[Enhancement] support global late materialization on iceberg v3
Why I'm doing:
What I'm doing:
Fixes #60015
In this PR, I implemented global late materialization based on iceberg v3. The basic idea can be referred to the description in the above issue.
Next, I'll explain the basic design and implementation, focusing on several key issues.
Key Points of the Global Late Materialization Framework
Given that StarRocks supports querying data from various data sources, global late materialization theoretically needs to work on any data source, so the design needs to be easily extensible.
How to Represent RowPosition?
RowPosition describes how to find a row. Although different data sources may represent RowPosition differently, they all represent a combination of one or more columns.
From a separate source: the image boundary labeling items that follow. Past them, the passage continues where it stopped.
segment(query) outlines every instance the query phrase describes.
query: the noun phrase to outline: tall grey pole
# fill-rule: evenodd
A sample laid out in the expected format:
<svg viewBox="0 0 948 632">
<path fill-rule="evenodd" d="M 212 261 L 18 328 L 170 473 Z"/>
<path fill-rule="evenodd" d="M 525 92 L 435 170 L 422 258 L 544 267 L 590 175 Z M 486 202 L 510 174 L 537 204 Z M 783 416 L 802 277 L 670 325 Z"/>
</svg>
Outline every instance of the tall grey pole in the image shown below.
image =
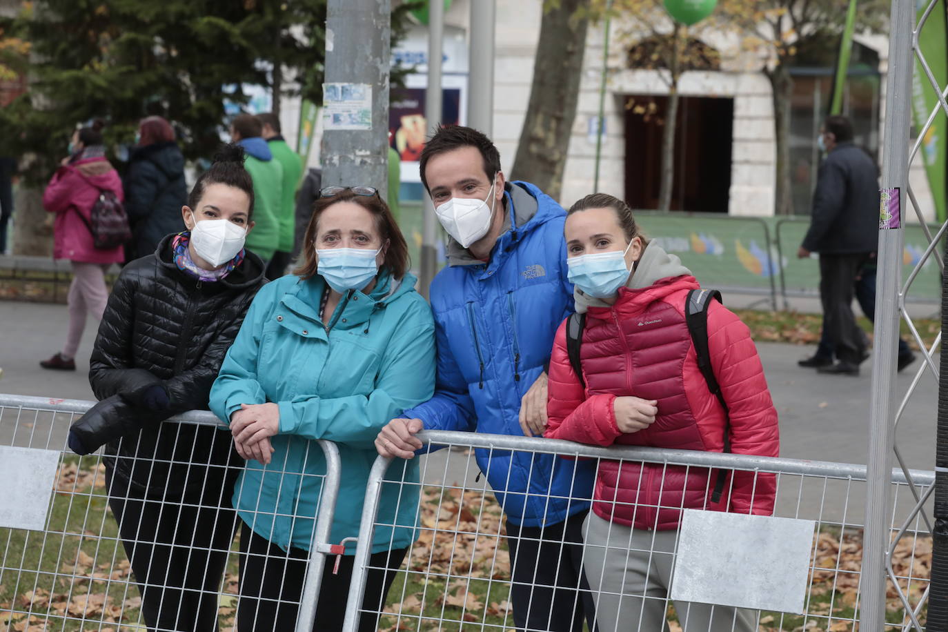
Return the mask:
<svg viewBox="0 0 948 632">
<path fill-rule="evenodd" d="M 902 217 L 907 199 L 915 0 L 893 0 L 883 139 L 883 211 L 879 227 L 872 404 L 866 460 L 866 531 L 861 575 L 861 630 L 885 626 L 885 556 L 891 541 L 895 372 L 902 286 Z M 890 198 L 886 202 L 886 198 Z"/>
<path fill-rule="evenodd" d="M 612 0 L 606 2 L 606 24 L 603 26 L 602 79 L 599 83 L 599 119 L 595 132 L 595 174 L 592 177 L 592 192 L 599 191 L 599 163 L 602 161 L 602 134 L 606 130 L 606 79 L 609 76 L 609 31 L 611 22 Z"/>
<path fill-rule="evenodd" d="M 391 0 L 329 0 L 326 17 L 325 82 L 354 84 L 323 95 L 325 129 L 322 134 L 322 184 L 369 185 L 385 197 L 389 177 L 389 40 Z M 340 125 L 367 127 L 367 121 L 343 114 L 333 118 L 331 97 L 356 98 L 360 86 L 372 90 L 370 129 L 334 129 Z M 346 105 L 343 101 L 342 105 Z M 359 125 L 360 124 L 360 125 Z"/>
<path fill-rule="evenodd" d="M 494 28 L 497 0 L 471 0 L 468 125 L 494 134 Z"/>
<path fill-rule="evenodd" d="M 445 3 L 443 0 L 428 2 L 428 89 L 425 91 L 425 124 L 428 136 L 434 134 L 441 122 L 441 64 L 445 37 Z M 428 194 L 425 198 L 425 217 L 422 226 L 421 269 L 419 286 L 428 298 L 428 287 L 437 268 L 438 222 L 434 216 L 434 204 Z"/>
</svg>

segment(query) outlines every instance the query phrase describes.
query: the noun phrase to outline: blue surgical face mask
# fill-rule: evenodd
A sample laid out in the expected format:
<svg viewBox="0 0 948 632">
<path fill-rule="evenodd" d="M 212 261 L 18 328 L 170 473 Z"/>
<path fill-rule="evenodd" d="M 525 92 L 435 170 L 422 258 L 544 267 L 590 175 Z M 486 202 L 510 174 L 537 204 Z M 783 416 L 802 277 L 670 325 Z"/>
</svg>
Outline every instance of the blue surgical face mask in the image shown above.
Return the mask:
<svg viewBox="0 0 948 632">
<path fill-rule="evenodd" d="M 339 294 L 347 290 L 361 290 L 378 274 L 375 257 L 378 250 L 362 248 L 324 248 L 317 250 L 319 265 L 317 271 Z"/>
<path fill-rule="evenodd" d="M 629 280 L 626 253 L 632 247 L 629 242 L 625 250 L 596 252 L 591 255 L 570 257 L 566 260 L 570 282 L 593 298 L 614 297 L 619 288 Z"/>
</svg>

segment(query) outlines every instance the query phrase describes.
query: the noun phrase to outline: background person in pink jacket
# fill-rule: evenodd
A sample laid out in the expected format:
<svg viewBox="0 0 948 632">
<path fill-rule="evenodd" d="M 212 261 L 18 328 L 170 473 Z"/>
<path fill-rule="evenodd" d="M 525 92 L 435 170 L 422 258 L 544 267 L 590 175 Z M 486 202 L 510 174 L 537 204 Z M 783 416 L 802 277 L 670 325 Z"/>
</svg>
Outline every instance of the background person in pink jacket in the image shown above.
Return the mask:
<svg viewBox="0 0 948 632">
<path fill-rule="evenodd" d="M 124 259 L 121 246 L 96 248 L 86 226 L 92 207 L 103 190 L 114 192 L 119 201 L 124 199 L 121 178 L 105 159 L 101 128 L 101 121 L 97 120 L 91 127 L 73 133 L 69 155 L 63 160 L 43 193 L 43 207 L 56 213 L 53 257 L 72 262 L 72 283 L 67 296 L 69 331 L 65 346 L 48 360 L 40 362 L 44 369 L 76 370 L 74 358 L 85 329 L 85 315 L 88 312 L 101 319 L 109 297 L 105 270 Z"/>
<path fill-rule="evenodd" d="M 593 445 L 650 445 L 775 457 L 777 415 L 747 327 L 712 300 L 707 337 L 726 413 L 698 368 L 685 299 L 699 288 L 674 255 L 647 244 L 631 209 L 595 193 L 570 208 L 565 225 L 569 279 L 586 314 L 580 345 L 585 387 L 570 362 L 565 324 L 550 363 L 544 437 Z M 728 421 L 728 419 L 730 421 Z M 665 610 L 682 509 L 769 515 L 772 474 L 661 463 L 603 461 L 592 511 L 583 525 L 583 567 L 601 632 L 666 629 Z M 721 533 L 721 537 L 727 537 Z M 692 630 L 756 630 L 750 613 L 676 603 Z"/>
</svg>

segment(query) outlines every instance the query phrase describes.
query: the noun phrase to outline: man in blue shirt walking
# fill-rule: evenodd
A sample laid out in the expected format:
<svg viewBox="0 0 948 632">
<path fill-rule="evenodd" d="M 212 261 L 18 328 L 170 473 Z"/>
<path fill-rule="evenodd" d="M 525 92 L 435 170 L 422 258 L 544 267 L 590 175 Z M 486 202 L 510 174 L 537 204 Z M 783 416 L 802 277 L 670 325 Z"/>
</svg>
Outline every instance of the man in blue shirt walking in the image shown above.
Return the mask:
<svg viewBox="0 0 948 632">
<path fill-rule="evenodd" d="M 450 236 L 431 283 L 438 343 L 434 397 L 395 419 L 379 454 L 410 459 L 427 430 L 540 435 L 553 339 L 573 312 L 562 207 L 535 186 L 507 182 L 480 132 L 440 127 L 421 178 Z M 477 450 L 506 515 L 514 621 L 520 629 L 592 628 L 582 573 L 582 521 L 593 466 L 551 455 Z M 585 590 L 585 591 L 584 591 Z"/>
</svg>

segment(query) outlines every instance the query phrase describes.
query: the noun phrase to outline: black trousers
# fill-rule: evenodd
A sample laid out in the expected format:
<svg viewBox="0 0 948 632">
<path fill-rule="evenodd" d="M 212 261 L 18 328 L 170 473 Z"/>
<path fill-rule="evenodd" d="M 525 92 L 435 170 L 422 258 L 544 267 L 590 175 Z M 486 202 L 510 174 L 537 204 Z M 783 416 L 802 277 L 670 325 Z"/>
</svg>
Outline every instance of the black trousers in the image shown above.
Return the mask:
<svg viewBox="0 0 948 632">
<path fill-rule="evenodd" d="M 858 365 L 867 344 L 866 334 L 856 324 L 852 298 L 856 277 L 867 254 L 820 254 L 820 301 L 827 342 L 840 362 Z"/>
<path fill-rule="evenodd" d="M 578 632 L 583 620 L 595 630 L 595 605 L 583 574 L 583 520 L 589 512 L 545 527 L 506 523 L 518 630 Z"/>
<path fill-rule="evenodd" d="M 203 490 L 161 498 L 146 497 L 106 468 L 109 506 L 141 591 L 149 630 L 218 629 L 217 596 L 237 532 L 230 497 L 238 474 L 233 468 L 194 466 L 189 479 L 203 479 Z"/>
<path fill-rule="evenodd" d="M 302 597 L 309 551 L 290 547 L 287 553 L 254 533 L 246 522 L 241 527 L 240 551 L 238 632 L 293 630 Z M 370 557 L 371 569 L 362 599 L 364 609 L 382 611 L 385 597 L 407 552 L 408 549 L 393 549 Z M 333 574 L 335 558 L 327 558 L 316 606 L 314 632 L 342 629 L 355 559 L 353 555 L 343 555 L 338 572 Z M 363 613 L 356 629 L 374 632 L 377 625 L 377 615 Z"/>
</svg>

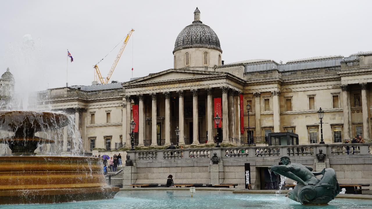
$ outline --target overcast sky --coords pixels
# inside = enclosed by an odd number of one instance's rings
[[[67,49],[69,85],[90,85],[93,65],[132,28],[110,81],[129,80],[132,56],[134,77],[172,68],[176,38],[197,6],[225,63],[372,51],[370,1],[1,1],[0,73],[10,68],[18,91],[65,86]],[[121,45],[99,64],[103,77]]]

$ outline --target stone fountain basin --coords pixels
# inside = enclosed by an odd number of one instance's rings
[[[0,157],[0,204],[110,199],[119,188],[106,183],[102,159]]]

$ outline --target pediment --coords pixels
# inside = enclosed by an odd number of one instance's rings
[[[138,83],[158,82],[172,80],[187,79],[196,77],[211,76],[219,74],[218,73],[215,72],[172,69],[140,78],[128,82],[125,84],[132,85]]]

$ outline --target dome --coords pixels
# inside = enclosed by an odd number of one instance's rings
[[[14,77],[13,77],[13,74],[9,71],[9,68],[6,69],[6,72],[4,73],[1,76],[1,78],[0,78],[0,81],[6,81],[14,82]]]
[[[209,26],[200,21],[200,12],[196,7],[194,12],[194,21],[178,34],[174,44],[173,53],[177,50],[191,47],[206,47],[220,50],[219,39]]]

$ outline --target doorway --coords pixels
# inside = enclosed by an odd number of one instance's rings
[[[260,169],[260,181],[261,190],[278,189],[279,187],[278,178],[279,175],[276,175],[272,172],[271,175],[269,172],[268,167],[262,167]]]

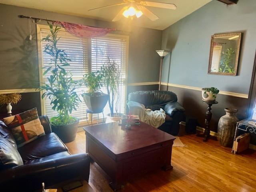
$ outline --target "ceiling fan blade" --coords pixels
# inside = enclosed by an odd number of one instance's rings
[[[123,12],[124,11],[124,10],[126,9],[127,8],[128,8],[128,6],[126,6],[122,9],[117,14],[117,15],[112,20],[112,21],[117,21],[120,20],[123,16]]]
[[[164,8],[164,9],[176,9],[177,7],[174,4],[170,3],[160,3],[158,2],[153,2],[151,1],[142,1],[141,3],[145,2],[144,6],[149,6],[150,7],[159,7],[160,8]]]
[[[148,17],[152,21],[155,21],[159,18],[158,17],[156,16],[144,6],[138,6],[137,7],[138,9],[142,12],[143,14]]]
[[[97,8],[94,8],[94,9],[89,9],[88,10],[88,11],[92,11],[92,10],[95,10],[96,9],[102,9],[102,8],[106,8],[106,7],[112,7],[112,6],[116,6],[117,5],[126,5],[126,4],[128,4],[128,3],[118,3],[118,4],[114,4],[114,5],[107,5],[106,6],[104,6],[103,7],[98,7]]]

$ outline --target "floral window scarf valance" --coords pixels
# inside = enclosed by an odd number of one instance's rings
[[[71,34],[83,38],[104,36],[109,32],[116,30],[115,29],[94,27],[67,22],[56,21],[54,23],[62,26]]]

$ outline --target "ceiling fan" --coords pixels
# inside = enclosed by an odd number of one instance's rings
[[[123,8],[118,13],[116,16],[112,21],[116,21],[120,20],[122,16],[128,18],[131,17],[132,19],[134,16],[137,18],[144,14],[152,21],[155,21],[159,18],[156,15],[149,10],[146,6],[158,7],[169,9],[176,9],[177,7],[174,4],[152,1],[145,1],[141,0],[123,0],[123,3],[118,3],[113,5],[107,5],[101,7],[98,7],[90,9],[88,11],[92,11],[98,9],[102,9],[107,7],[116,6],[117,5],[127,5]]]

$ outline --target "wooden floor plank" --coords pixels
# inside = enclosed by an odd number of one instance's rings
[[[173,147],[172,170],[156,170],[131,178],[120,191],[141,192],[256,192],[256,152],[239,155],[217,141],[202,141],[195,135],[180,137],[187,147]],[[84,153],[85,136],[78,133],[66,144],[72,154]],[[95,162],[91,164],[89,183],[95,191],[112,192],[109,178]]]

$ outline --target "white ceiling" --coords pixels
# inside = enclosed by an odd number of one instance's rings
[[[134,20],[135,25],[153,29],[163,30],[190,14],[211,0],[148,0],[175,4],[176,10],[152,7],[148,9],[160,19],[151,21],[142,15]],[[124,6],[117,6],[88,11],[88,9],[120,3],[122,0],[0,0],[0,3],[44,10],[71,15],[111,21]],[[123,20],[129,19],[123,18]]]

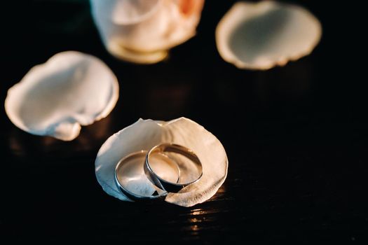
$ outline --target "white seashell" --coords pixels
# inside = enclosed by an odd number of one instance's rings
[[[107,116],[118,98],[118,80],[104,63],[68,51],[29,70],[8,91],[5,109],[21,130],[71,141],[81,125]]]
[[[151,64],[196,34],[204,0],[90,0],[92,15],[114,56]]]
[[[216,29],[217,50],[240,69],[268,69],[309,55],[322,35],[302,7],[271,1],[238,2]]]
[[[198,182],[186,187],[182,192],[169,194],[165,201],[191,206],[213,196],[226,178],[226,153],[213,134],[185,118],[161,122],[139,119],[109,137],[101,146],[95,160],[96,177],[104,190],[121,200],[129,200],[115,185],[114,172],[116,163],[128,154],[149,150],[163,142],[178,144],[193,150],[202,162],[203,171]],[[144,178],[142,179],[140,186],[135,189],[144,192],[150,188],[146,186]]]

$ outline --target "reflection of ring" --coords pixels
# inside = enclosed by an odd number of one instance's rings
[[[121,159],[115,167],[116,186],[133,200],[159,199],[168,194],[165,190],[156,188],[144,174],[143,165],[147,153],[147,150],[141,150],[130,154]],[[155,158],[161,169],[170,174],[171,180],[179,181],[180,173],[176,163],[165,155],[155,155]]]
[[[160,155],[165,155],[169,153],[179,154],[193,162],[198,170],[197,174],[193,180],[190,180],[186,183],[180,183],[180,181],[174,183],[167,179],[163,179],[163,178],[159,176],[158,173],[155,172],[154,170],[156,169],[152,167],[153,162],[150,161],[153,156],[158,153]],[[180,164],[179,164],[179,166],[180,166]],[[149,181],[156,186],[161,190],[175,193],[179,192],[184,187],[197,182],[203,175],[202,163],[197,155],[191,150],[173,144],[161,144],[151,148],[146,156],[144,172]]]

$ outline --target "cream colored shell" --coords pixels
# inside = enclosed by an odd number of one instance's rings
[[[101,146],[95,160],[96,177],[104,190],[121,200],[129,200],[118,191],[114,183],[117,162],[130,153],[147,150],[164,142],[177,144],[193,150],[200,160],[203,171],[199,181],[179,193],[169,194],[165,201],[191,206],[212,197],[226,178],[226,153],[212,134],[185,118],[163,122],[140,119],[109,137]],[[142,186],[136,189],[149,189],[145,184],[146,181],[142,181]]]
[[[68,51],[29,70],[8,91],[5,109],[24,131],[71,141],[81,125],[107,116],[118,98],[118,80],[104,63]]]
[[[107,49],[126,61],[151,64],[196,34],[204,0],[90,0]]]
[[[318,20],[301,6],[240,1],[218,24],[216,43],[238,68],[265,70],[310,54],[321,35]]]

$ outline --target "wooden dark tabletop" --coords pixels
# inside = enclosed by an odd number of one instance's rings
[[[69,50],[104,60],[121,91],[111,113],[71,142],[21,131],[1,106],[0,237],[245,244],[367,239],[368,87],[346,66],[353,61],[343,58],[351,31],[336,27],[327,4],[289,1],[321,20],[323,37],[312,55],[267,71],[237,69],[217,51],[214,28],[234,1],[206,1],[198,35],[149,66],[107,53],[88,1],[9,1],[2,8],[1,102],[32,66]],[[102,190],[94,161],[109,136],[139,118],[181,116],[212,132],[227,152],[229,175],[212,198],[183,208],[121,202]]]

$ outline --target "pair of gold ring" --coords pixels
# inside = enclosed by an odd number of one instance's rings
[[[123,194],[138,200],[185,192],[184,189],[198,181],[202,175],[202,163],[193,150],[165,143],[122,158],[115,167],[114,178]]]

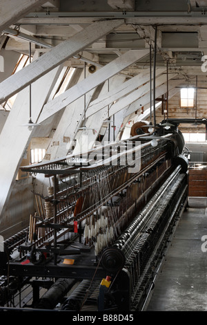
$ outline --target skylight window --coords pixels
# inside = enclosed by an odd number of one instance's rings
[[[180,106],[194,107],[194,88],[182,88],[180,91]]]

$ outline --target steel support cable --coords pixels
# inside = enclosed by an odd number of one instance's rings
[[[172,182],[175,180],[175,177],[178,175],[181,169],[181,167],[178,166],[170,176],[164,182],[163,185],[154,195],[154,196],[150,200],[148,203],[145,206],[143,210],[138,214],[134,221],[129,225],[127,230],[119,236],[115,245],[117,248],[124,250],[125,247],[128,244],[128,241],[130,240],[135,234],[137,232],[137,229],[140,228],[141,225],[146,221],[148,216],[150,215],[152,211],[155,209],[156,204],[159,204],[159,201],[161,196],[165,195],[166,191],[170,187]],[[121,243],[120,241],[123,239]],[[127,240],[126,240],[127,239]]]
[[[157,201],[156,205],[153,207],[152,212],[148,216],[149,217],[147,219],[146,224],[142,225],[143,227],[141,228],[141,230],[138,228],[138,230],[136,230],[135,235],[133,236],[132,239],[130,239],[130,245],[128,245],[130,250],[127,250],[126,247],[124,250],[123,250],[123,252],[125,256],[127,257],[127,259],[131,259],[131,255],[134,254],[136,250],[137,250],[137,245],[139,245],[139,242],[138,243],[138,244],[137,243],[137,241],[139,241],[139,236],[140,237],[141,240],[142,239],[143,232],[144,231],[144,227],[147,227],[148,230],[149,228],[152,228],[153,223],[156,223],[160,216],[163,214],[164,209],[169,204],[170,200],[174,196],[174,189],[177,189],[177,187],[179,186],[181,181],[183,180],[184,177],[184,174],[182,174],[181,176],[177,175],[178,178],[177,180],[176,180],[175,184],[172,183],[172,185],[170,185],[171,188],[166,188],[166,190],[162,194],[161,196]]]

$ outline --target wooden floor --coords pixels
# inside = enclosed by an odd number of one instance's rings
[[[207,198],[189,198],[146,311],[207,311],[206,207]]]

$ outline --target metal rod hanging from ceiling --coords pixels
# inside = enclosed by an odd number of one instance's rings
[[[30,41],[29,47],[29,59],[30,64],[31,63],[31,42]],[[32,84],[30,84],[30,121],[32,121]]]
[[[153,111],[154,111],[154,125],[156,125],[155,115],[155,71],[156,71],[156,55],[157,55],[157,26],[155,31],[155,48],[154,48],[154,76],[153,76]]]
[[[166,109],[167,109],[167,121],[169,118],[169,112],[168,112],[168,91],[169,91],[169,86],[168,86],[168,60],[167,60],[167,95],[166,95]]]

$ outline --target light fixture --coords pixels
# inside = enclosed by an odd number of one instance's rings
[[[29,51],[30,64],[31,63],[31,43],[30,43],[30,51]],[[38,123],[34,123],[32,121],[32,86],[30,84],[30,118],[28,122],[23,124],[22,127],[28,127],[29,131],[32,131],[34,127],[39,127],[40,124]]]
[[[86,63],[84,62],[84,79],[86,79]],[[86,93],[84,93],[84,117],[83,120],[86,121]],[[83,127],[78,127],[78,130],[93,130],[95,131],[95,129],[92,128],[87,127],[86,125],[83,125]]]

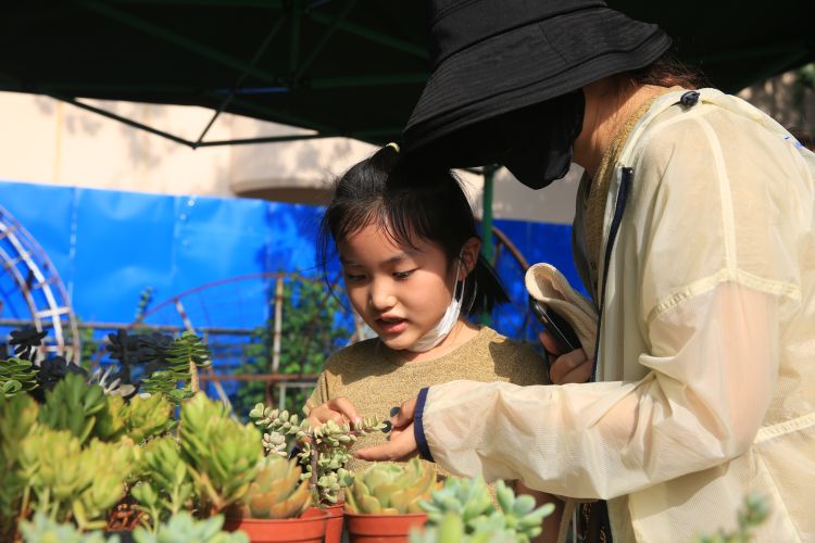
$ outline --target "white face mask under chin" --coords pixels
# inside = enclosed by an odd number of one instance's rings
[[[430,349],[435,348],[441,341],[448,337],[450,331],[453,329],[453,326],[455,326],[455,323],[459,320],[459,315],[461,315],[461,306],[462,302],[464,301],[464,285],[466,283],[467,279],[464,278],[464,281],[462,281],[461,285],[461,292],[456,292],[456,286],[459,283],[459,269],[461,267],[461,257],[459,258],[459,264],[455,266],[455,277],[453,282],[453,299],[450,300],[450,305],[447,306],[447,311],[444,311],[444,315],[442,315],[441,319],[436,323],[436,326],[430,328],[427,333],[422,336],[416,342],[408,348],[408,351],[412,351],[414,353],[424,353],[426,351],[429,351]],[[455,294],[459,294],[457,299]]]

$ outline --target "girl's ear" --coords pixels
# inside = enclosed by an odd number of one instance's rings
[[[480,250],[481,240],[478,238],[469,238],[464,242],[461,250],[461,269],[459,269],[459,277],[455,278],[456,281],[463,281],[475,269]]]

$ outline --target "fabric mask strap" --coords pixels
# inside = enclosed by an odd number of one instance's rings
[[[461,315],[462,302],[464,301],[464,287],[467,282],[466,277],[463,281],[461,281],[461,294],[456,298],[455,294],[459,290],[459,272],[461,272],[461,262],[463,255],[464,249],[462,249],[459,253],[457,264],[455,265],[455,276],[453,276],[453,298],[452,300],[450,300],[450,305],[447,306],[444,315],[442,315],[441,319],[436,323],[436,326],[434,326],[427,331],[427,333],[416,340],[413,345],[409,346],[408,351],[412,351],[414,353],[424,353],[426,351],[429,351],[430,349],[441,343],[441,341],[450,334],[453,327],[455,326],[455,323],[459,320],[459,315]]]

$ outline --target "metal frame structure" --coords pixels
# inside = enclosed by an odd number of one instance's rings
[[[0,265],[12,278],[30,319],[2,318],[0,325],[33,325],[38,331],[52,330],[41,350],[78,363],[80,344],[76,317],[57,268],[37,240],[0,205]],[[2,292],[3,298],[14,294]],[[2,305],[0,303],[0,316]]]

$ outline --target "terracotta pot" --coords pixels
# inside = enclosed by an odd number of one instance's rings
[[[325,529],[325,543],[340,543],[342,539],[342,509],[344,504],[324,505],[321,507],[328,513],[328,523]]]
[[[327,523],[327,512],[311,508],[298,518],[227,517],[224,530],[242,530],[252,543],[322,543]]]
[[[427,515],[356,515],[346,512],[351,543],[406,543],[411,528],[422,528]]]

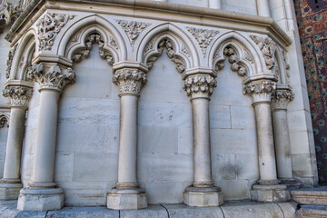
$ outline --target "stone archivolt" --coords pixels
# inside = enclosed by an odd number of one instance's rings
[[[208,94],[209,96],[213,94],[213,88],[217,86],[217,82],[213,76],[208,74],[195,74],[189,75],[183,85],[183,90],[186,91],[187,95],[191,96],[193,94]]]
[[[10,99],[11,106],[27,107],[33,91],[31,88],[24,86],[6,86],[3,91],[3,95]]]
[[[272,110],[287,109],[287,104],[294,99],[292,90],[276,90],[272,97]]]
[[[96,33],[91,34],[86,38],[85,40],[86,47],[84,50],[82,51],[80,50],[76,52],[74,54],[73,54],[72,57],[73,62],[79,63],[82,60],[82,58],[87,58],[90,55],[92,45],[94,45],[94,43],[96,43],[99,45],[100,57],[105,60],[109,65],[112,65],[114,64],[114,57],[110,52],[104,49],[104,41],[102,38],[101,35]],[[110,37],[109,44],[115,49],[118,49],[118,45],[113,37]]]
[[[45,71],[43,64],[35,64],[28,69],[27,76],[40,84],[41,88],[53,88],[62,91],[70,83],[75,81],[75,74],[72,68],[67,68],[66,74],[63,74],[58,65],[52,65],[48,71]]]
[[[51,50],[54,45],[55,36],[60,30],[74,18],[74,15],[63,14],[46,14],[36,23],[39,39],[39,51]]]
[[[113,83],[119,86],[121,94],[139,95],[142,86],[146,84],[146,74],[135,68],[119,69],[114,74]]]
[[[196,42],[199,44],[203,57],[205,57],[206,48],[209,46],[210,43],[213,41],[213,38],[219,34],[218,30],[209,30],[203,28],[195,28],[186,26],[188,32],[190,32],[193,36],[195,38]]]
[[[267,69],[272,70],[275,64],[274,52],[276,50],[276,45],[269,37],[263,38],[253,35],[251,35],[250,37],[259,46],[261,52],[263,53]]]

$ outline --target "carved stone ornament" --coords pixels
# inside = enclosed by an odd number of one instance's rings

We introduce the RowPositionDescriptor to describe this relationship.
RowPositionDescriptor consists of two parts: one row source slot and some ref slots.
If a table has columns that require lazy reads, the table generates several columns to describe the position during the early read phase. One column describes the compute node where the data originated (the column pointed to by the row source slot). During a lazy read, the request is sent to the corresponding compute node for processing. The columns pointed to by the ref slots are combined to logically uniquely identify a row. For example, suppose we want to design a RowPositionDescriptor for a Primary Key Table with primary keys a and b. The ref slots should include slots corresponding to columns a and b.
This information allows us to determine how to find a particular row of data.
How to generate a global late materialization execution plan?
During the final stage of query optimization, the LateMaterializationRewriter is responsible for this task.
The rewriting process is roughly divided into two steps:
-
The
ColumnCollectorcollects all columns that require lazy reads, along with their first usage locations, and determines the timing of lazy reads. This information is recorded in theCollectorContext. -
The
PlanRewriter, based on theCollectorContextinformation, performs the actual physical plan rewriting, inserting Fetch and LookUp operators at specific locations to perform lazy reads.
How are Fetch and LookUp operators implemented?
During the execution phase, the Fetch operator initiates LookUpRequests to the LookUp operator, retrieving specific data based on the rowPosition. The LookUp operator processes the LookUpRequest. To ensure scalability, we introduced several new abstractions. Each data source needs to implement its own implementation for each of these:
-
FetchTask: Responsible for executing fetch operations and sending LookupRequests to specific lookup operators.
-
FetchTaskContext: Used to record the context required by the FetchTask.
-
LookUpTask: Responsible for executing lookup operations and reading data from a specific data source.
-
LookUpTaskContext: Used to record the context required by the LookUpTask.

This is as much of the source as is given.